L’urgence est telle que l’impératif de créer ce que Stiegler appelle de nouveaux "agencements » (référence à Deleuze) entre les disciplines de façon à créer une recherche contributive est absolument requis maintenant, immédiatement. Cela suppose une organisation politique tout autre que celle que nous connaissons. Sur un territoire donné, avec des objets données, des techniques informatiques communes à tous les actrices et acteurs, des chercheurs, des citoyens, des artistes vont créer des savoirs nouveaux, des bifurcations, des protocoles de ralentissement de l’entropie. L’informatique est un outil qui a été conçu dans une finalité contributive. Il faut comprendre cet enjeu. Imaginons que la découverte de l’imprimerie ait été utilisée pour vendre d’abord des prospectus publicitaires. C’est finalement un peu ce qui est en train de se passer avec le web. L’imprimerie a provoqué une démocratisation des savoirs et internet pourrait générer une appropriation par les citoyens de la chose publique mais cela suppose que nous débarrassions le net des Big Data, de la "data économie".
Il est donc question non seulement de croiser les disciplines mais aussi de faire travailler ces spécialistes du savoir avec la population d’un territoire. C’est la reprise de la notion de recherche-action telle qu’elle avait été lancée il y a 60 ans. Les technologies numériques permettent de créer des communautés de savoir. Reproduire des savoirs en liaison avec des territoires, c’est exactement le contraire de la généralisation. Mais cela suppose de reconstituer, de reconfigurer les réseaux pour qu’ils soient effectivement sociaux. Aujourd’hui, tout ce qui se produit dans les réseaux est transformée en données calculées par des algorithmes ce qui crée du calculable. La néguentropie ne peut se concevoir qu’en tant qu’elle insinue du non calculable dans la dynamique prévisible du chaos. Plus on crée du non programmable, plus on retarde la prévisibilité du désordre.
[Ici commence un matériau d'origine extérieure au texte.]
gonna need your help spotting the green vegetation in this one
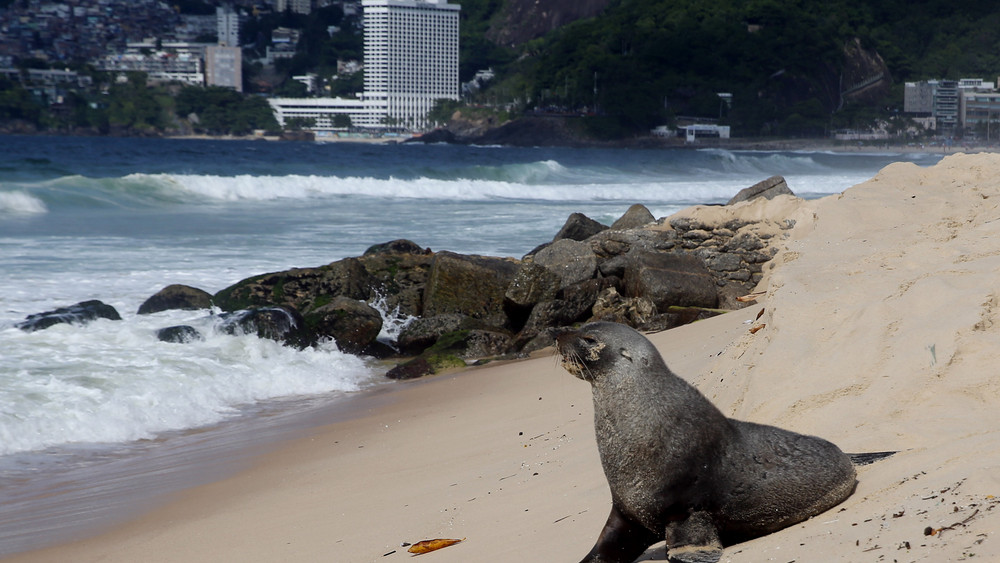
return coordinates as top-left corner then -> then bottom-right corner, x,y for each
175,86 -> 279,135
470,0 -> 1000,138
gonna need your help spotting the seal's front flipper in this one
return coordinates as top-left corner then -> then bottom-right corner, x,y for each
848,451 -> 896,466
666,511 -> 723,563
579,506 -> 658,563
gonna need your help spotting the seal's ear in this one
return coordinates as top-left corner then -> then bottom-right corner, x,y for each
620,348 -> 632,362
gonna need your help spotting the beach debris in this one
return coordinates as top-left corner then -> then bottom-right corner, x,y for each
749,324 -> 766,334
736,291 -> 766,303
755,307 -> 765,320
407,538 -> 465,554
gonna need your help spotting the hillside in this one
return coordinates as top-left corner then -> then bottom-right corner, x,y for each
468,0 -> 1000,138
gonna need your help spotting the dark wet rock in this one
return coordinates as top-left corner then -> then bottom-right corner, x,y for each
360,340 -> 398,359
611,204 -> 656,230
726,175 -> 794,205
422,251 -> 519,327
533,238 -> 597,289
396,313 -> 469,355
553,212 -> 608,242
560,276 -> 620,317
156,325 -> 203,343
303,296 -> 383,354
405,128 -> 462,145
461,329 -> 513,358
518,326 -> 563,355
622,250 -> 718,310
589,228 -> 678,262
138,284 -> 213,315
363,239 -> 432,256
18,300 -> 122,332
513,299 -> 587,350
386,357 -> 435,380
219,306 -> 311,347
504,262 -> 562,310
213,240 -> 433,319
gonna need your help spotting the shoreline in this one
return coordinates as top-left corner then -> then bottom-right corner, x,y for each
0,383 -> 402,558
4,129 -> 995,153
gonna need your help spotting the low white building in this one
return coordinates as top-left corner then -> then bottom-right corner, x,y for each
681,124 -> 730,142
268,97 -> 388,131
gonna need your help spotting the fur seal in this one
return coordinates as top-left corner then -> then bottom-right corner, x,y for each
557,322 -> 859,563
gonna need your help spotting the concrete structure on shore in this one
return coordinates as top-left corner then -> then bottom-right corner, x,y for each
269,0 -> 460,133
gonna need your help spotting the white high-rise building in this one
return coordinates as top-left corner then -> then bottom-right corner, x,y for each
270,0 -> 460,134
362,0 -> 460,130
217,5 -> 240,48
277,0 -> 314,15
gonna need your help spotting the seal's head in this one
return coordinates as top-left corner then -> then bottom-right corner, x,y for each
556,322 -> 655,382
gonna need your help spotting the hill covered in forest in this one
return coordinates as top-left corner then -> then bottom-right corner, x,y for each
462,0 -> 1000,137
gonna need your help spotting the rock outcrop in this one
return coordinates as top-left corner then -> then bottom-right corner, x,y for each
118,179 -> 800,379
17,300 -> 122,332
137,284 -> 213,315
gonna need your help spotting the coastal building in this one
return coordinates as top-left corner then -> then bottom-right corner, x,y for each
960,91 -> 1000,140
206,46 -> 242,92
217,5 -> 240,48
269,0 -> 461,133
362,0 -> 461,130
905,78 -> 997,135
267,96 -> 387,131
277,0 -> 315,14
96,45 -> 207,86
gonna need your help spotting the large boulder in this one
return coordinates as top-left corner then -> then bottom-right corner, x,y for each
553,212 -> 608,242
422,251 -> 519,328
726,175 -> 794,205
396,313 -> 469,355
303,296 -> 383,354
386,328 -> 510,380
610,203 -> 656,230
156,325 -> 203,343
138,284 -> 213,315
18,300 -> 122,332
218,306 -> 311,348
504,262 -> 561,310
532,238 -> 597,289
622,250 -> 718,310
213,239 -> 433,319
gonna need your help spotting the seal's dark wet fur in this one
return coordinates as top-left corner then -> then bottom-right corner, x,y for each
558,322 -> 859,563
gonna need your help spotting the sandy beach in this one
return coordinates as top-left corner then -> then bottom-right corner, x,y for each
8,153 -> 1000,562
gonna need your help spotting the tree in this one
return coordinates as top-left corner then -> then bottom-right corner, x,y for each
333,113 -> 352,129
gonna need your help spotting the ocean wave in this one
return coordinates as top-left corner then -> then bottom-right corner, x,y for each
0,191 -> 48,215
696,148 -> 831,175
0,313 -> 377,457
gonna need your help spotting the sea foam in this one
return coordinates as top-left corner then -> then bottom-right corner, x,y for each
0,191 -> 47,215
0,311 -> 377,457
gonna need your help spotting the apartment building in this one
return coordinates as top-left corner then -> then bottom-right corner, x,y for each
270,0 -> 460,133
362,0 -> 460,130
905,78 -> 1000,136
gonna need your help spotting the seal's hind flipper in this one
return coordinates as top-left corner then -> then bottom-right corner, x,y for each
668,544 -> 723,563
666,511 -> 723,563
848,451 -> 897,466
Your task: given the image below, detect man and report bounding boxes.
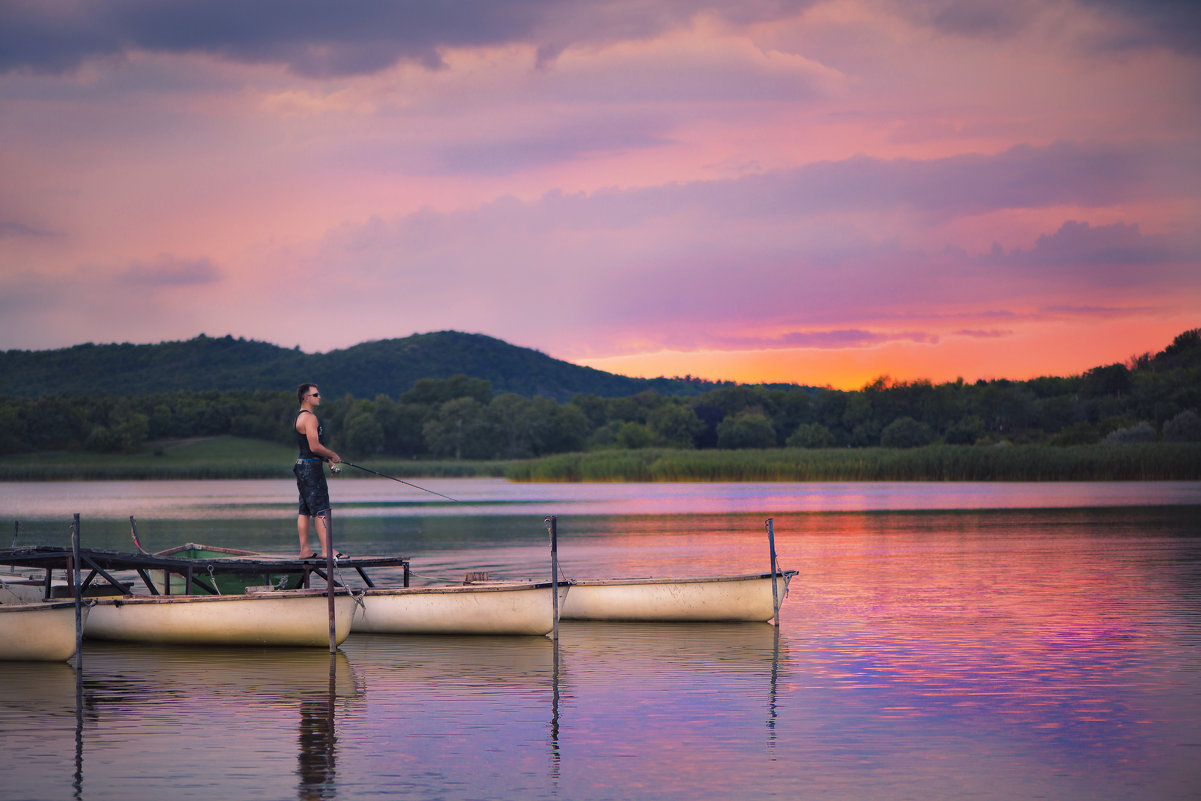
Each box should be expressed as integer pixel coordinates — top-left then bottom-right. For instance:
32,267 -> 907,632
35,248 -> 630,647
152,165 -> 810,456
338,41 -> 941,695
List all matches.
294,383 -> 342,559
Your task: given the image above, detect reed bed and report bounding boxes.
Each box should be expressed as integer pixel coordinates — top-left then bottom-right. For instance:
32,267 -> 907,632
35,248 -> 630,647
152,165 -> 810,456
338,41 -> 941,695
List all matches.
505,444 -> 1201,483
3,437 -> 1197,482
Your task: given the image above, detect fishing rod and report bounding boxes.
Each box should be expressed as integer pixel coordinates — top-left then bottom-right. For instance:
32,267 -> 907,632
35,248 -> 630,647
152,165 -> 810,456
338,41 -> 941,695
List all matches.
336,461 -> 462,503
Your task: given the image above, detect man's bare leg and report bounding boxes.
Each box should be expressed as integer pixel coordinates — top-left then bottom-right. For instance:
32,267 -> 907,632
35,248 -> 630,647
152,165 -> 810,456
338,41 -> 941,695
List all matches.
315,510 -> 333,558
298,514 -> 316,558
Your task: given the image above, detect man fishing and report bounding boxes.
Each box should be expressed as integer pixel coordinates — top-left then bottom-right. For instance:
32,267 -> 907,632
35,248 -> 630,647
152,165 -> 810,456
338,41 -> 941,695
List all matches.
294,383 -> 342,560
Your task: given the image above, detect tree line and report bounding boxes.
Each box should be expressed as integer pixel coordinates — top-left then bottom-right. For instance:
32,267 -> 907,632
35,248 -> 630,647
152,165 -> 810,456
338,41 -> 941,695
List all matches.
3,330 -> 1199,459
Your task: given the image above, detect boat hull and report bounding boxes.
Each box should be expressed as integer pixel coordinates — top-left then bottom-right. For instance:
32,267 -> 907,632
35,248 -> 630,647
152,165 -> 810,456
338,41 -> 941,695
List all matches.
353,582 -> 567,636
560,572 -> 796,622
0,601 -> 86,661
86,590 -> 354,647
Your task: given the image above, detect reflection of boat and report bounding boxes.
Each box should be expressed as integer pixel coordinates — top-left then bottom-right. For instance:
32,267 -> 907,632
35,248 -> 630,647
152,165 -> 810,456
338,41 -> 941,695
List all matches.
0,660 -> 79,713
150,543 -> 304,594
560,571 -> 796,622
557,619 -> 784,665
0,600 -> 86,661
85,590 -> 355,647
82,642 -> 360,702
345,631 -> 555,685
352,581 -> 568,636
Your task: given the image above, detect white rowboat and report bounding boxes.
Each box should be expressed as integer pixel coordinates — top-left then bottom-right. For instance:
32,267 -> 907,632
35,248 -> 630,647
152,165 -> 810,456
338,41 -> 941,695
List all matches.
560,571 -> 796,622
0,600 -> 87,661
85,589 -> 354,647
352,581 -> 568,636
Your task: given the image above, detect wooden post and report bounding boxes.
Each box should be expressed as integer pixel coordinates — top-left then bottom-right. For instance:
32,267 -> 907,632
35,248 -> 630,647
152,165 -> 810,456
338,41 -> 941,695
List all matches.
766,517 -> 780,627
545,515 -> 559,642
72,513 -> 83,669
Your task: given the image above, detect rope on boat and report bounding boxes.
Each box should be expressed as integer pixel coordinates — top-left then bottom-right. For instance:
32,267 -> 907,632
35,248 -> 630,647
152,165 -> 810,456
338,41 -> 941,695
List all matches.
328,562 -> 367,609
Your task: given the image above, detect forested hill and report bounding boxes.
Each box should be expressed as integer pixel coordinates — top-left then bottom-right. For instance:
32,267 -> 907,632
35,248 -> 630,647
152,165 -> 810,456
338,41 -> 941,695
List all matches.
2,331 -> 723,399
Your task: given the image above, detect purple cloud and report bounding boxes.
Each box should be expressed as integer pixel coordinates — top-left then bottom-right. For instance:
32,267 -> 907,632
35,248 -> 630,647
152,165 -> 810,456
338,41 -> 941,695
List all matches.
1079,0 -> 1201,55
887,0 -> 1201,55
496,140 -> 1175,222
0,220 -> 58,238
0,0 -> 819,77
119,256 -> 223,288
713,329 -> 941,350
421,124 -> 677,177
982,220 -> 1200,287
953,329 -> 1013,338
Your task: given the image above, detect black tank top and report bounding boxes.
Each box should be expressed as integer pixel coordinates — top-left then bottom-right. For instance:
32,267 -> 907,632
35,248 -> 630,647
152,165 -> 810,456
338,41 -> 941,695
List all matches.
296,410 -> 324,459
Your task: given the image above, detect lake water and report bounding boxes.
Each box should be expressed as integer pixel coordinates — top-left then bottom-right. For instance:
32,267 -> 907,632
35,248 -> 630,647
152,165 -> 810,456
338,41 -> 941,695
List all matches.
1,479 -> 1200,800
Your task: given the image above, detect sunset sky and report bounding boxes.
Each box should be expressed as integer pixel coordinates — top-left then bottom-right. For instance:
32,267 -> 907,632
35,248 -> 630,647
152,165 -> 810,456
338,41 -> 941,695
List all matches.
1,1 -> 1198,389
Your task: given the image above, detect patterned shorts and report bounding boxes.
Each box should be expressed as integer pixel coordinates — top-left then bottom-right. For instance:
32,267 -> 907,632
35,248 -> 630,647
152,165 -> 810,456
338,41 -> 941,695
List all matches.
294,459 -> 331,517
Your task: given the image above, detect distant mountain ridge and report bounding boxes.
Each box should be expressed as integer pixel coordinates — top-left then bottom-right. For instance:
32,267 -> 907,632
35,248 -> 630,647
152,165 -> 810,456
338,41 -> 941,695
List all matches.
2,331 -> 724,399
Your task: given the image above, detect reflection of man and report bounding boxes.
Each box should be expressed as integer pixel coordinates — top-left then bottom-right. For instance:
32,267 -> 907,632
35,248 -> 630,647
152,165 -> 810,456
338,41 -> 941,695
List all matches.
294,383 -> 341,560
297,697 -> 337,799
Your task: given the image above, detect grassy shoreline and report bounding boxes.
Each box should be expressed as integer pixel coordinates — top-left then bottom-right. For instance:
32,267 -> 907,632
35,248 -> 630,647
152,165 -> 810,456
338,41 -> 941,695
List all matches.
0,437 -> 510,482
1,436 -> 1197,482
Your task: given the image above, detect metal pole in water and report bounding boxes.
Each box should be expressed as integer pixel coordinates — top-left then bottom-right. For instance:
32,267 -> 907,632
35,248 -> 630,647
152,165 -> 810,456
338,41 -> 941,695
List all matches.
545,515 -> 559,642
72,513 -> 83,669
766,517 -> 780,626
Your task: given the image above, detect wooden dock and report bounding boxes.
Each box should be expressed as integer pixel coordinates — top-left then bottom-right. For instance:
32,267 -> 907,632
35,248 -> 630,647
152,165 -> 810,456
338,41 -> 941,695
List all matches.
0,546 -> 410,599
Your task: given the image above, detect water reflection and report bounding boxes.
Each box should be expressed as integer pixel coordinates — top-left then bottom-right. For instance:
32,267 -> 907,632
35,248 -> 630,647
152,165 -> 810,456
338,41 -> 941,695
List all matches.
549,638 -> 561,788
39,645 -> 360,801
298,654 -> 340,801
2,488 -> 1199,801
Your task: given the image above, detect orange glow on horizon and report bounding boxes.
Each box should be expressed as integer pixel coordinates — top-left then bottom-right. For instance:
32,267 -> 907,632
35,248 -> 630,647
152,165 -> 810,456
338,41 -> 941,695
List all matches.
573,317 -> 1197,389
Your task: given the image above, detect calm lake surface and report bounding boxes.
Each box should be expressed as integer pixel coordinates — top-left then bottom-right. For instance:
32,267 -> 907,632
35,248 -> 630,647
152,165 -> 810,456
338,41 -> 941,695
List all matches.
2,479 -> 1199,800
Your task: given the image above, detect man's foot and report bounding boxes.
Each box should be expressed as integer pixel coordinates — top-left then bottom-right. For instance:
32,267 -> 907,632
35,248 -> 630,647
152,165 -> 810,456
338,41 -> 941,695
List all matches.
298,550 -> 317,559
320,551 -> 347,561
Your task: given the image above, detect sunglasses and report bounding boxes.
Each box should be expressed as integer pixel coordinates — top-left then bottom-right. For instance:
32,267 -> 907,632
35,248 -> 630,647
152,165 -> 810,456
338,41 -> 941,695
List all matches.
306,392 -> 320,398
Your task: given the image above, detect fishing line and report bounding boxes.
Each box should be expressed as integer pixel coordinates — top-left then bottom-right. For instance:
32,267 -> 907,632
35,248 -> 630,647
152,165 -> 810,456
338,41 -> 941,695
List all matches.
337,461 -> 462,503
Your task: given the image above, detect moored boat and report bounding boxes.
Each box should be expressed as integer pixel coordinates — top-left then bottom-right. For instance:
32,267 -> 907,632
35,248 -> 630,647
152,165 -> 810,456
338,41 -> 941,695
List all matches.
1,573 -> 53,604
85,589 -> 355,647
560,571 -> 796,622
0,600 -> 87,661
352,581 -> 568,636
150,543 -> 305,594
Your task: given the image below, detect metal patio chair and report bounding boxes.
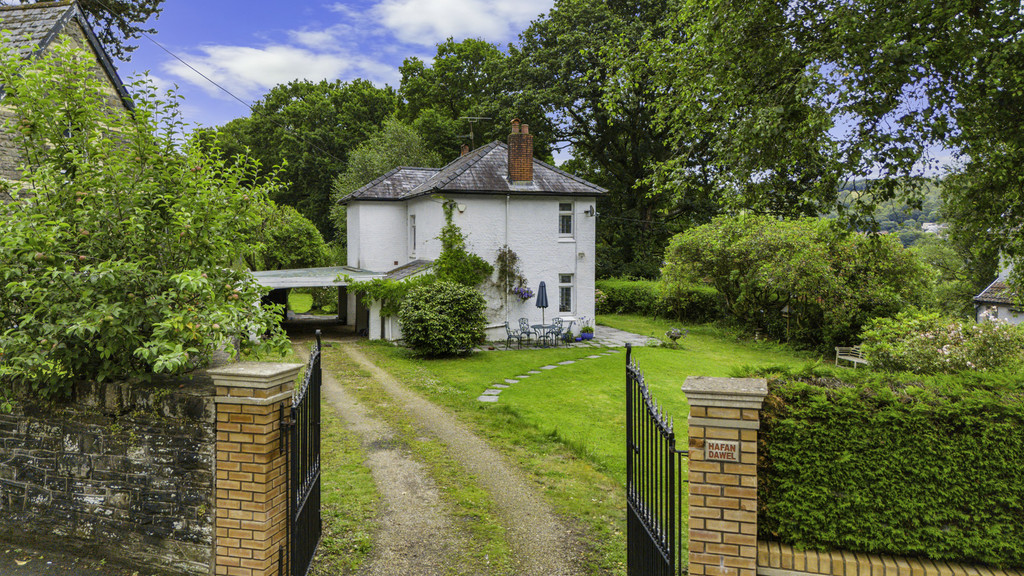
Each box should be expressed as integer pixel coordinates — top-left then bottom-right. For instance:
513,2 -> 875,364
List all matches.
518,318 -> 535,346
505,321 -> 526,350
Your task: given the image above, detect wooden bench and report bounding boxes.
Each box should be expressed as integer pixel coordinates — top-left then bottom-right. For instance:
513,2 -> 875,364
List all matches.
834,345 -> 869,368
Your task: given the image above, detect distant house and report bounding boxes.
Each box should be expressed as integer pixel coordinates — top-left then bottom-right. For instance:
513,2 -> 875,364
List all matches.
338,120 -> 606,341
974,265 -> 1022,325
0,0 -> 132,200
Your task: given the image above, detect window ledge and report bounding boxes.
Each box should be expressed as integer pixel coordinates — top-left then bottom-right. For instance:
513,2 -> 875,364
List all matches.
557,237 -> 576,243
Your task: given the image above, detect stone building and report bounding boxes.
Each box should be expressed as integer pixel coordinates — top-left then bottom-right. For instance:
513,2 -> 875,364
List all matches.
0,0 -> 132,201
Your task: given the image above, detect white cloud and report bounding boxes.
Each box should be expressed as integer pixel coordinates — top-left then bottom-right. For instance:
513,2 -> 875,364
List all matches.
163,45 -> 352,100
373,0 -> 551,46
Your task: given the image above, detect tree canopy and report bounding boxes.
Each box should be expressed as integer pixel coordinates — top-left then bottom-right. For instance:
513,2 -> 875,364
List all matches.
662,215 -> 931,348
626,0 -> 1024,251
214,79 -> 398,241
0,38 -> 287,397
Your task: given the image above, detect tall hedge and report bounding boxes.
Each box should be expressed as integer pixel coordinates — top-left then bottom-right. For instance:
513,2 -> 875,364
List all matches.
759,372 -> 1024,567
595,278 -> 720,322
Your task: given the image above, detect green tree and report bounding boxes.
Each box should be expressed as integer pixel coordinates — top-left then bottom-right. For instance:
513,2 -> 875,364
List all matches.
511,0 -> 705,278
398,37 -> 554,163
250,204 -> 330,271
214,79 -> 398,240
0,38 -> 287,398
7,0 -> 164,61
330,117 -> 443,242
633,0 -> 1024,257
662,215 -> 931,348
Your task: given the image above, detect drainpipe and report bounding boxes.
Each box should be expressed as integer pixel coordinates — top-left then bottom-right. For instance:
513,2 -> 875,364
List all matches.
505,193 -> 510,322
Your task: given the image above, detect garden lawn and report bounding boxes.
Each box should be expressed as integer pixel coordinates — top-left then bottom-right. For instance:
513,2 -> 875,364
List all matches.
352,316 -> 816,574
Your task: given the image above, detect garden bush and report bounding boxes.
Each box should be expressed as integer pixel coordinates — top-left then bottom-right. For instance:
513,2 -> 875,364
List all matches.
595,278 -> 720,322
0,40 -> 287,400
758,367 -> 1024,567
398,281 -> 486,357
861,310 -> 1024,374
662,215 -> 931,349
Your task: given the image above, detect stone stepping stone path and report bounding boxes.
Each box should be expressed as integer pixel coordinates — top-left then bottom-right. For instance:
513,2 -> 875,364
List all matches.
477,348 -> 622,403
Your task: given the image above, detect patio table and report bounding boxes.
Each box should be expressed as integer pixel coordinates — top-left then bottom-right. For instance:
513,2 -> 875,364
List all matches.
532,324 -> 554,347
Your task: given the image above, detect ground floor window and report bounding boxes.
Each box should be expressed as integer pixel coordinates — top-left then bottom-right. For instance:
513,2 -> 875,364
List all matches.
559,273 -> 573,312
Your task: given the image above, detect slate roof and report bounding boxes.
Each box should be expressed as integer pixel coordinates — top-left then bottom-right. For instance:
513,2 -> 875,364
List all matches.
975,263 -> 1019,306
975,280 -> 1015,306
386,259 -> 433,281
0,1 -> 132,108
339,141 -> 607,204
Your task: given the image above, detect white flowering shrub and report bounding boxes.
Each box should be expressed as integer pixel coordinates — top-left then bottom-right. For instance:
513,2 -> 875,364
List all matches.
860,310 -> 1024,374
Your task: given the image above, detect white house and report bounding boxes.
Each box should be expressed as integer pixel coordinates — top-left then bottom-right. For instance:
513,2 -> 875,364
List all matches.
974,264 -> 1022,325
338,120 -> 606,341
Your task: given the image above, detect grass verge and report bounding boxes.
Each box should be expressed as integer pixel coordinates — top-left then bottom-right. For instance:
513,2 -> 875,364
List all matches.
350,320 -> 815,574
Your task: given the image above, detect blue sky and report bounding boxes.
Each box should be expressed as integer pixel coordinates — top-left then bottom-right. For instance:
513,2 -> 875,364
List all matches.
117,0 -> 554,130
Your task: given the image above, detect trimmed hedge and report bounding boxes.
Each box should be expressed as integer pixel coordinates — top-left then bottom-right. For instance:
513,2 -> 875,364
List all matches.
758,368 -> 1024,568
595,278 -> 720,322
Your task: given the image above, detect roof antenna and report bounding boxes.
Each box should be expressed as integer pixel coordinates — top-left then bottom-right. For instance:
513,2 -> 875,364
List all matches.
459,116 -> 491,152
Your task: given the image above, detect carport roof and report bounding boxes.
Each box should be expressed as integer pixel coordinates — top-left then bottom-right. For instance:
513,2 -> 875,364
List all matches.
251,266 -> 384,289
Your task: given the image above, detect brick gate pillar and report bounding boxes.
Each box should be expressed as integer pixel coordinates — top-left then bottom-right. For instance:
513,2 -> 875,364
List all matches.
681,377 -> 768,576
209,362 -> 302,576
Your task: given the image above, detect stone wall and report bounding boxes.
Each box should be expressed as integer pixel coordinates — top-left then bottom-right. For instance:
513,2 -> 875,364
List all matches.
0,376 -> 217,575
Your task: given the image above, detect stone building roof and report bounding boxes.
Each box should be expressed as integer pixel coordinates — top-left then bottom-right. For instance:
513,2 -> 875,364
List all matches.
974,264 -> 1018,306
338,141 -> 607,204
0,0 -> 131,107
974,280 -> 1015,306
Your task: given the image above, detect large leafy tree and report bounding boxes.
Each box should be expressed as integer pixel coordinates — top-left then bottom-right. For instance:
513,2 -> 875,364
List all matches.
0,38 -> 287,398
4,0 -> 164,61
635,0 -> 1024,286
398,38 -> 554,163
511,0 -> 708,279
330,117 -> 442,244
215,79 -> 398,240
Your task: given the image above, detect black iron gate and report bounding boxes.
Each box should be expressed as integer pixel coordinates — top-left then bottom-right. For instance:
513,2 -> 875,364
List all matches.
284,331 -> 323,576
626,343 -> 687,576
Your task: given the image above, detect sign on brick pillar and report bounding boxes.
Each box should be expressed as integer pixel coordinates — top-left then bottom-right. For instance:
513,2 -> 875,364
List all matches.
209,362 -> 302,576
681,377 -> 768,576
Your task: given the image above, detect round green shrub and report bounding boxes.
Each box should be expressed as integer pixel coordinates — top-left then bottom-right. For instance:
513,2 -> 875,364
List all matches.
398,281 -> 486,357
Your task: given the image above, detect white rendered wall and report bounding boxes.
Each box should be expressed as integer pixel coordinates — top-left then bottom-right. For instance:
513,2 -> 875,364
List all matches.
354,194 -> 598,342
347,202 -> 408,272
977,304 -> 1024,325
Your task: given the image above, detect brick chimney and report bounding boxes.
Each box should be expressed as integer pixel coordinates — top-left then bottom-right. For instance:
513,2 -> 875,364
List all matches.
461,143 -> 470,156
508,119 -> 533,183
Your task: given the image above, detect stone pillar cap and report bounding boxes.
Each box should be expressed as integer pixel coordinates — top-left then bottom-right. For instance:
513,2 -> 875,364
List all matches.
207,361 -> 303,390
682,376 -> 768,409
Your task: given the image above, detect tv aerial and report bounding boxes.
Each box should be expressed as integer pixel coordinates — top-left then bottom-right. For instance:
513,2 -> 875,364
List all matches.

C’est ça le néguentropique: l’efficience d’un système ordonné non programmable (finalement, quand on y pense vraiment, c’est une oeuvre d’art). L’effectivité de cette recherche contributive passe donc par la transformation de l’outil numérique et des réseaux sociaux pour créer des délibérations citoyennes, rendre possible le dialogue grâce à ces nouveaux instruments. Le paradoxe est là: jamais l’humanité n’a disposé d’autant de moyens de créer de la citoyenneté, de la délibération, de la démocratie, de la pensée populaire, et jamais nous n’avons été aussi contrôlés, aussi influencés, aussi manipulés et orientés vers la consommation. Peut-on envisager l’utilisation même de la computation informatique avec une finalité néguentropique?
C'est tout pour aujourd'hui. Prenez soin de vous!